Fatiha'da Önemli Bir Ayrıntı

Kur’an, bize, doğru olan yolu göstermek üzere, Allah’ın, Cebrail ve Peygamberimiz vasıtasıyla ulaştırdığı, anlamlar manzumesidir. Kur’an insanlığın huzur içinde ve daha rahat yaşamasını hedefler. Hem bir Müslüman olarak hem de bir insan olarak, onu anlayarak okumak ve anladığımızla amel etmek gibi bir yükümlülüğümüz vardır. Anlamadan okunan Kur’an dahil hiçbir kitabın, okuyana bir faydası olmaz. Meallerin bu bakımdan önemi büyüktür ve Kur’an’ın ana hükmüyle çelişmemelidir.
*
Fatiha suresinin 6. Ayeti olan "İhdinessırâtel müstakîm" bazı meallerde "Bizi doğru yola ilet" şeklinde ifade ediliyor.

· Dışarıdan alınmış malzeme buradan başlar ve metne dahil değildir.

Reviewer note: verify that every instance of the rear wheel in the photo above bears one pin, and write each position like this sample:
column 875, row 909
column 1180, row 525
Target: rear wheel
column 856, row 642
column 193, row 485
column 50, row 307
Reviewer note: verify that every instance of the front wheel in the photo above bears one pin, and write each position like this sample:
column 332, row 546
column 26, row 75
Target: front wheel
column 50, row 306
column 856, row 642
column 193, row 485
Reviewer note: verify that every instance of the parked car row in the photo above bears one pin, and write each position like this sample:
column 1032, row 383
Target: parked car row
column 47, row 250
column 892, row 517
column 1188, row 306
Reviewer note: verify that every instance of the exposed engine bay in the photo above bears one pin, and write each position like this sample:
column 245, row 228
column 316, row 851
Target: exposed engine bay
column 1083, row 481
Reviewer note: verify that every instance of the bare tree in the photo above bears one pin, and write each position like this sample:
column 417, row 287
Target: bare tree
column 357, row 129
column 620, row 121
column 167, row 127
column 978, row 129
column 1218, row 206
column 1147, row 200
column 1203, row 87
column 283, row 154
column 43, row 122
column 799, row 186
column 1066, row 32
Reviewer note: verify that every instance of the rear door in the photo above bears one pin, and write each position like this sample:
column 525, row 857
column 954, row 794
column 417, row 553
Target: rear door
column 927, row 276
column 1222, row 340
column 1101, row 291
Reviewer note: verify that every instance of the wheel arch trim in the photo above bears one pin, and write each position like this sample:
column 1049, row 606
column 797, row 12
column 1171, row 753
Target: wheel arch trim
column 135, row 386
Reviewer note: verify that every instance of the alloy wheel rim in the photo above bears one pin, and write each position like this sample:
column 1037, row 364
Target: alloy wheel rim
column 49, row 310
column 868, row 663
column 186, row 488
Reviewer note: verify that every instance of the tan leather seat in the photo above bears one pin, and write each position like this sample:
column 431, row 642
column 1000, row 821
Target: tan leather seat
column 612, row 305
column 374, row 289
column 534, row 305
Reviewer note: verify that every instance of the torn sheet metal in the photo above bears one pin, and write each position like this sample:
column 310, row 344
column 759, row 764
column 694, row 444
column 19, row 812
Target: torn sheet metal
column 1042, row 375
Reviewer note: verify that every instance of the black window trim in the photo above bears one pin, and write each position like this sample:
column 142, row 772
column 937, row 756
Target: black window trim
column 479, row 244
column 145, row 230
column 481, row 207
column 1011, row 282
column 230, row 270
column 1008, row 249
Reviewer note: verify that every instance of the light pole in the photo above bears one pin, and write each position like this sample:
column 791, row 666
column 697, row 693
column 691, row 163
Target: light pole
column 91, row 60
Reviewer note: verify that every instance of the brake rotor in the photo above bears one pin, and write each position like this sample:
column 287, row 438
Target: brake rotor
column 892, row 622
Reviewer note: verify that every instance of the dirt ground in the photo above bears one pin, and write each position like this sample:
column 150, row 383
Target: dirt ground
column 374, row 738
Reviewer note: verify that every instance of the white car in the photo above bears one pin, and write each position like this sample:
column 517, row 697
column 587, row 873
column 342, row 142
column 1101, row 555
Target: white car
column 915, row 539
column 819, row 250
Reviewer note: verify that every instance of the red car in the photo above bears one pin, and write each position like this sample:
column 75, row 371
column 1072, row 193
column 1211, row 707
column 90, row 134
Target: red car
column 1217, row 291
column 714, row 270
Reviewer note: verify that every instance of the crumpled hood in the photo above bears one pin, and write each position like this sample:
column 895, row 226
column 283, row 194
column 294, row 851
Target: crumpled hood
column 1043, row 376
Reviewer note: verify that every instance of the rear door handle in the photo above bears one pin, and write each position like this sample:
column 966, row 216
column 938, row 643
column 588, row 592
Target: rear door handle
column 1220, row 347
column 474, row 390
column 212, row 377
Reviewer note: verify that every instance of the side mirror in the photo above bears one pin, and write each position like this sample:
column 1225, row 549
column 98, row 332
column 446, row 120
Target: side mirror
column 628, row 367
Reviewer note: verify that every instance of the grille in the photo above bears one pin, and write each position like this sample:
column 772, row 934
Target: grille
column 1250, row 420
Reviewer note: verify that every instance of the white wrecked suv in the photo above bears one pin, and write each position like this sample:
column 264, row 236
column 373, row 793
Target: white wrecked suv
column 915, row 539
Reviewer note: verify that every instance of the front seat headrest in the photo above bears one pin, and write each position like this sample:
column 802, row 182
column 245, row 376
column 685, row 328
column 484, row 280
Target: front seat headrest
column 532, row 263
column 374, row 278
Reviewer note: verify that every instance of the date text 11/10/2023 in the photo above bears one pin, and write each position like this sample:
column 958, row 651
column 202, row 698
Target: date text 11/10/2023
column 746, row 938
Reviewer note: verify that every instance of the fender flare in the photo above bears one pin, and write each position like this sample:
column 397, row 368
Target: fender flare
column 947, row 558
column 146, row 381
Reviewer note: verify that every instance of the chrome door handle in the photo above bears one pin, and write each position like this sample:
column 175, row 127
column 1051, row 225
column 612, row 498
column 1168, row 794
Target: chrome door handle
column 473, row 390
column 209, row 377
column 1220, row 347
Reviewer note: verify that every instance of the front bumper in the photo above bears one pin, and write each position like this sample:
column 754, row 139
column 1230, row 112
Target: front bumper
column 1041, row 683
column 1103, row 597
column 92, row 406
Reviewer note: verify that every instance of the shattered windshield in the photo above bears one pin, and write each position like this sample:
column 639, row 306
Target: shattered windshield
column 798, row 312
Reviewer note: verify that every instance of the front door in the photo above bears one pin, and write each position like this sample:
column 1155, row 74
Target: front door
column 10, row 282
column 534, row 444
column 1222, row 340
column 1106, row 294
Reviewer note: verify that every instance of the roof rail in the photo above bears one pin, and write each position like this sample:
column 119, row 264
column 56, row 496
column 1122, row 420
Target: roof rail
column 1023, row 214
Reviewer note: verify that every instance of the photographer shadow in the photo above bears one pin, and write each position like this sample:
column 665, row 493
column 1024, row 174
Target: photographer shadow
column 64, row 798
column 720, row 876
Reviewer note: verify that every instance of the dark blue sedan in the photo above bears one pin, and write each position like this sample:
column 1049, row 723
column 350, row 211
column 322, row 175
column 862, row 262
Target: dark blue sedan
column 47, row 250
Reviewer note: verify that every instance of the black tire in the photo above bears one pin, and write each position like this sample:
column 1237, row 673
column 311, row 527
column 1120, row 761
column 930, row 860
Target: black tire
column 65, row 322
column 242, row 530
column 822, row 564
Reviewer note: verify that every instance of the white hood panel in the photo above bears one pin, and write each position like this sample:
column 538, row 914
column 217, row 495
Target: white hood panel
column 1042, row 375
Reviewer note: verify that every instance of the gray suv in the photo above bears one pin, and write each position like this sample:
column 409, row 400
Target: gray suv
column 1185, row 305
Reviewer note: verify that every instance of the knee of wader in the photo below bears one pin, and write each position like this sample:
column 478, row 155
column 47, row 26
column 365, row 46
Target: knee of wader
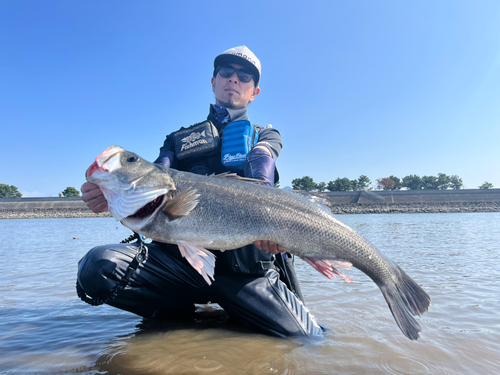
column 97, row 270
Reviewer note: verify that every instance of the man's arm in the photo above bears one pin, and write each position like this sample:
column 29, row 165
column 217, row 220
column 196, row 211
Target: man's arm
column 261, row 165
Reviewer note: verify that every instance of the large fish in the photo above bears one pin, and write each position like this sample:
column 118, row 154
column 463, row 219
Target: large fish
column 226, row 212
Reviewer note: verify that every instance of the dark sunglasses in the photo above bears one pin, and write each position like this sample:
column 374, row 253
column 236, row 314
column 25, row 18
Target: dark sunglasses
column 227, row 72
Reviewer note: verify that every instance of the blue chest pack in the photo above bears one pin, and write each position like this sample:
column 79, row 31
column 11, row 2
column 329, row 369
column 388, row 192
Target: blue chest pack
column 238, row 139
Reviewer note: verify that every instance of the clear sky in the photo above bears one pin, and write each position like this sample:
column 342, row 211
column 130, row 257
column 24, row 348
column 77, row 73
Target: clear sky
column 374, row 88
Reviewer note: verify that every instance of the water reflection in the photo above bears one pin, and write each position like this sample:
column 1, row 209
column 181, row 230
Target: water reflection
column 45, row 329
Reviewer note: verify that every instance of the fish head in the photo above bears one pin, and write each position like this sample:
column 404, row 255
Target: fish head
column 136, row 190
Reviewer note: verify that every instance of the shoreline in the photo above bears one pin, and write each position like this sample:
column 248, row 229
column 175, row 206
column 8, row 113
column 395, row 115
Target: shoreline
column 336, row 209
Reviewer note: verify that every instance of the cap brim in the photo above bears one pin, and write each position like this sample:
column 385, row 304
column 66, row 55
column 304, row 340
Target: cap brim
column 233, row 59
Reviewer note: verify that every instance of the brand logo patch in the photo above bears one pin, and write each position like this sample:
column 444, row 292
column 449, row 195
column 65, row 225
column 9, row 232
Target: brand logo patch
column 193, row 140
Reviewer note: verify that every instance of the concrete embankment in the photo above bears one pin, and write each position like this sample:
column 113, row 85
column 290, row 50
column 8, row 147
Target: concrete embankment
column 365, row 202
column 44, row 208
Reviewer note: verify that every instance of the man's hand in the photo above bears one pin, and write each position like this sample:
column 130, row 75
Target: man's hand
column 269, row 246
column 92, row 195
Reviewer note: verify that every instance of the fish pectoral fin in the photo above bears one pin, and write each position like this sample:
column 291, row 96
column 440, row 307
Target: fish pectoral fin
column 182, row 204
column 199, row 258
column 234, row 176
column 326, row 266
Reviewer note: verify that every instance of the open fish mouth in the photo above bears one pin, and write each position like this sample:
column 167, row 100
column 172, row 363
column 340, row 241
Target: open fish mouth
column 147, row 213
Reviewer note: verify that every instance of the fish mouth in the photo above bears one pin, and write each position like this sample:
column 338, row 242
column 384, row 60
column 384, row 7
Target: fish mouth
column 144, row 215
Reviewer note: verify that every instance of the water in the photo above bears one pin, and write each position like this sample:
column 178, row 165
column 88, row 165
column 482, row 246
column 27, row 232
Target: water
column 46, row 329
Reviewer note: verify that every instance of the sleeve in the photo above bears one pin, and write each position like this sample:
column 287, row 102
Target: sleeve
column 271, row 139
column 260, row 165
column 167, row 154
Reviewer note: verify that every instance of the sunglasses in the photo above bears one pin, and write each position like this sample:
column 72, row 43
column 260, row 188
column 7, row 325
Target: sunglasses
column 227, row 72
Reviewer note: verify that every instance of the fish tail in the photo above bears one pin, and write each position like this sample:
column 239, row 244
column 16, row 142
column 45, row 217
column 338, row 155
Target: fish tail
column 406, row 299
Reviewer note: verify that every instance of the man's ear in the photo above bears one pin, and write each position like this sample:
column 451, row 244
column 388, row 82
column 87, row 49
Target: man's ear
column 256, row 92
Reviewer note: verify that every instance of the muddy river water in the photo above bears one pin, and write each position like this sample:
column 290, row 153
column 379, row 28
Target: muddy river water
column 46, row 329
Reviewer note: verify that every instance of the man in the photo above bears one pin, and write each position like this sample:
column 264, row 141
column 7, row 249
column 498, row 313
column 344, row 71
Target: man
column 247, row 280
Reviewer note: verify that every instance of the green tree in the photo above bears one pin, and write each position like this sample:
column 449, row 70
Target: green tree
column 385, row 183
column 321, row 186
column 305, row 183
column 397, row 182
column 443, row 181
column 456, row 182
column 9, row 191
column 363, row 183
column 429, row 182
column 341, row 184
column 70, row 192
column 412, row 182
column 486, row 185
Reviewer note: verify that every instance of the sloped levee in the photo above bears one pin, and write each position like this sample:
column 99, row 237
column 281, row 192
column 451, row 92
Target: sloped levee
column 350, row 202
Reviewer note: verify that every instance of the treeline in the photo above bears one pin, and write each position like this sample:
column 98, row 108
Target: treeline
column 410, row 182
column 11, row 191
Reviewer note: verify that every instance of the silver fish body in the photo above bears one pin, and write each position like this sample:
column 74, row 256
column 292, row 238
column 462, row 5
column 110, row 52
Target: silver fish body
column 224, row 213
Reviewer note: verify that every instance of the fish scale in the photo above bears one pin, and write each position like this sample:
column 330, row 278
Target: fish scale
column 226, row 212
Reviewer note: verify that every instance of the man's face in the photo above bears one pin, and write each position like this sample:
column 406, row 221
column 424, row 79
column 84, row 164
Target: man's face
column 231, row 92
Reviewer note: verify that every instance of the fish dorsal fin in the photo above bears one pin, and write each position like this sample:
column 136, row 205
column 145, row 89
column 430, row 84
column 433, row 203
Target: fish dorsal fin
column 182, row 204
column 234, row 176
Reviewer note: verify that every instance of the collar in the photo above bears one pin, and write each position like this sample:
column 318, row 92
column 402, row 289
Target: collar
column 234, row 114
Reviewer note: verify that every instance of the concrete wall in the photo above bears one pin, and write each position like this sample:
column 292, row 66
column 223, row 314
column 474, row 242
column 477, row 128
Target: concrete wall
column 414, row 196
column 43, row 203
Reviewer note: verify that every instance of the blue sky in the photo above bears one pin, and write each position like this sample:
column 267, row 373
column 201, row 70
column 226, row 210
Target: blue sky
column 372, row 88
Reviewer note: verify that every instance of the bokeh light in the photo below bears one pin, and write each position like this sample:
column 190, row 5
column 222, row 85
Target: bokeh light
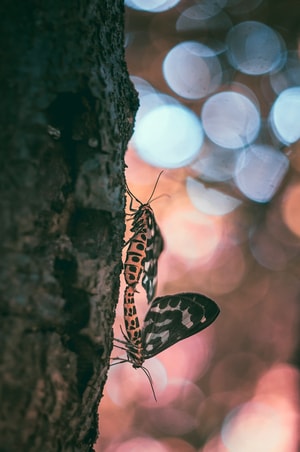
column 259, row 172
column 154, row 6
column 254, row 48
column 177, row 139
column 218, row 85
column 284, row 116
column 192, row 70
column 230, row 119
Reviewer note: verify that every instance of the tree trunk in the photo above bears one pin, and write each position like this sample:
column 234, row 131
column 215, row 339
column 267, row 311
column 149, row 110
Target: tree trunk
column 67, row 109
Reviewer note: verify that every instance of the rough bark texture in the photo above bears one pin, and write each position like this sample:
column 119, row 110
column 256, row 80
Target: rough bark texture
column 67, row 109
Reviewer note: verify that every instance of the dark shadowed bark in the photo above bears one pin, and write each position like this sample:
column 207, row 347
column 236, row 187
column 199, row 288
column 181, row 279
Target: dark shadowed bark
column 67, row 109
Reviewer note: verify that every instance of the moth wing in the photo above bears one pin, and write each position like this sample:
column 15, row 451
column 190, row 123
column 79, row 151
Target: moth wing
column 173, row 318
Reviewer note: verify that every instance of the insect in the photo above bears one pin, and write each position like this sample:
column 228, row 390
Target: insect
column 170, row 319
column 144, row 246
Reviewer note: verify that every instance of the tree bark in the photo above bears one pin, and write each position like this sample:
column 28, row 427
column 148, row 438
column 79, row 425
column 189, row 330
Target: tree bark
column 67, row 108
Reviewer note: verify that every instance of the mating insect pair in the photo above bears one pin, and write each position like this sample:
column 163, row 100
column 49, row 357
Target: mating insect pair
column 169, row 319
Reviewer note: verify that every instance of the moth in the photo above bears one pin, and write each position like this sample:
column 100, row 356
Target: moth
column 144, row 246
column 170, row 319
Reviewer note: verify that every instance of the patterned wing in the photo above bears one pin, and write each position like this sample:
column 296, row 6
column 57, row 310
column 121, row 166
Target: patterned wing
column 155, row 245
column 175, row 317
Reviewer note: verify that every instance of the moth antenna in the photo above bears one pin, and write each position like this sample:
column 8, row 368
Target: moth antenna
column 148, row 375
column 154, row 188
column 160, row 196
column 131, row 194
column 121, row 361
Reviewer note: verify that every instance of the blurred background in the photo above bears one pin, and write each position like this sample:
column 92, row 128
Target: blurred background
column 219, row 89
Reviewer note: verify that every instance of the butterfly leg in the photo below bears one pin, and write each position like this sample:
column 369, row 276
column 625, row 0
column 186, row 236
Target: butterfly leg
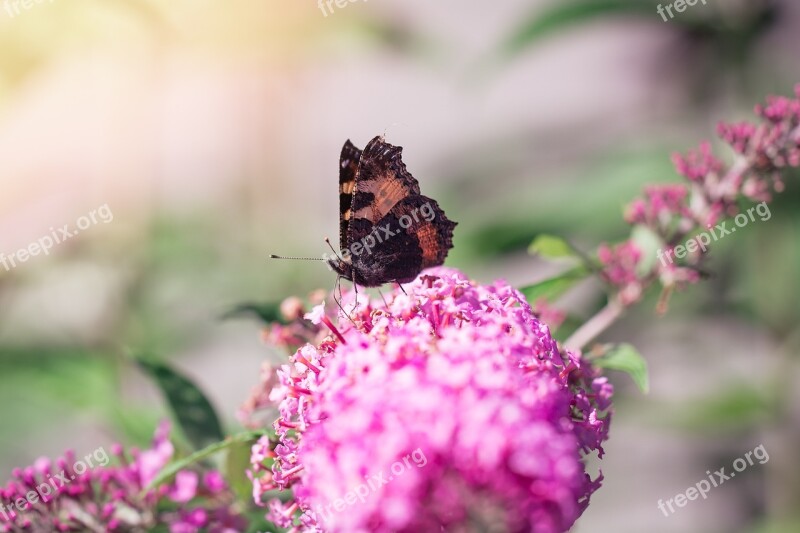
column 338, row 301
column 385, row 303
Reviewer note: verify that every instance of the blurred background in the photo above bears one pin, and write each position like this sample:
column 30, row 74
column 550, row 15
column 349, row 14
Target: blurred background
column 212, row 130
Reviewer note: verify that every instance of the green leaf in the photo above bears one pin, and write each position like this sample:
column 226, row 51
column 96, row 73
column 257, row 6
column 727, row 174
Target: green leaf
column 551, row 247
column 552, row 288
column 648, row 243
column 185, row 462
column 625, row 358
column 190, row 407
column 267, row 312
column 566, row 13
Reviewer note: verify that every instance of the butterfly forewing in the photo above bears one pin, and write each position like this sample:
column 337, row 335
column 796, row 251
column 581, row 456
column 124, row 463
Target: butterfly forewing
column 348, row 168
column 410, row 231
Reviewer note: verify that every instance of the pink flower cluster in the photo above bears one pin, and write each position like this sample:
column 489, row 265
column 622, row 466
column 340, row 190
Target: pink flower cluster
column 712, row 192
column 115, row 497
column 462, row 373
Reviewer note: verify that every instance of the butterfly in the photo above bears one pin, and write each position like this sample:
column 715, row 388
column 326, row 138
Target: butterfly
column 388, row 231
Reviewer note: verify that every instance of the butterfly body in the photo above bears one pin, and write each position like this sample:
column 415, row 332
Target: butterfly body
column 388, row 231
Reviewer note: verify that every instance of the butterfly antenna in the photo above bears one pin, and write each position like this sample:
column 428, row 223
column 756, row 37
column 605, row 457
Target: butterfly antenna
column 328, row 242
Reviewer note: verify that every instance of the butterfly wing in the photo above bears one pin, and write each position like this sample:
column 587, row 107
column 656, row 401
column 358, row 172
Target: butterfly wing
column 382, row 181
column 411, row 232
column 348, row 169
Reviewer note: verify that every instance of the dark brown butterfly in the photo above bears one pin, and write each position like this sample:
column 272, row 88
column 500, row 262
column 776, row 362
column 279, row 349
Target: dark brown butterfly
column 388, row 231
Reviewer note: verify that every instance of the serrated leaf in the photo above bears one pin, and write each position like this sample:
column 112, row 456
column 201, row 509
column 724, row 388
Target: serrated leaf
column 625, row 358
column 567, row 13
column 551, row 247
column 181, row 464
column 551, row 288
column 192, row 410
column 266, row 312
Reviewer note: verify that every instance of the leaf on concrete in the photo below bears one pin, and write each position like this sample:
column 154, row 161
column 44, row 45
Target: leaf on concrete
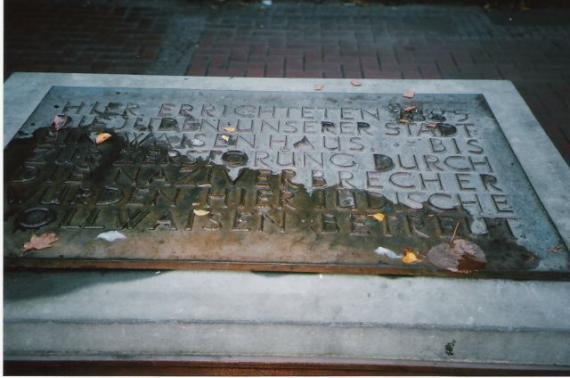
column 409, row 93
column 111, row 236
column 40, row 242
column 102, row 138
column 378, row 216
column 458, row 256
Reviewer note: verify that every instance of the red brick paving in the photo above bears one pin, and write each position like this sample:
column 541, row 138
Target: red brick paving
column 328, row 40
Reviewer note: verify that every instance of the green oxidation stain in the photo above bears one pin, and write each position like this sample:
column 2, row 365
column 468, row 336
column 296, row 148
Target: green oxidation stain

Yani biz kendi kendimizi değil de  Allah bizi doğru yolda hak bilen, hukuk tanıyan bir yolda tutacak. Böyle olunca davranışlarımızı Allah'ın tayin etmesi ve davranışlarımızdan sorumlu olmamak gibi bir durum ortaya çıkar ki, bu İslam'ın ve Kur'an'nın genel mantığına uymaz. İnsanlar kendi davranışlarından tamamen kendileri sorumludur. Allah Kur'an'ı ve peygamberi bir yol gösterici olarak gönderdiğine göre,  o hükümleri uygulayacak biziz. "İhdinessırâtel müstakîm", ayeti, "Bize hidayetli doğru yolu göster.” biçiminde çevrildiğinde, meallendirildiğinde,  Kur’an’nın bu yol göstericilik özelliğine paralel bir hüküm olacaktır. ‘Doğru yola ilet.’ ile ‘Doğru yolu göster.’ arasında, bu bakımdan çok büyük bir farklılık vardır.
 *
Allah bize doğru yolu gösterecek, biz de hayatımız boyunca yapacağımız seçimlerle ya cenneti ya da cehennemi seçeceğiz. Doğru yolu da yanlış yolu da seçen biziz. Bizi doğru yola iletip veya iletmeyecek olan Allah olsaydı, sorumluğumuz olmasaydı, cennetin yanında bir de cehennem neden olacaktı ki? Her türlü kötülüğün içinde olup sonra da “Ne yapayım, Allah beni de böyle yaratmış, istese beni de doğru yola iletir.” deyip işin içinden sıyrılamazsın. Allah seni öyle yaratmadı, sen öyle istediğin için, öylesin. Allah sana doğru yolu gösterdi, ama sen gitmedin.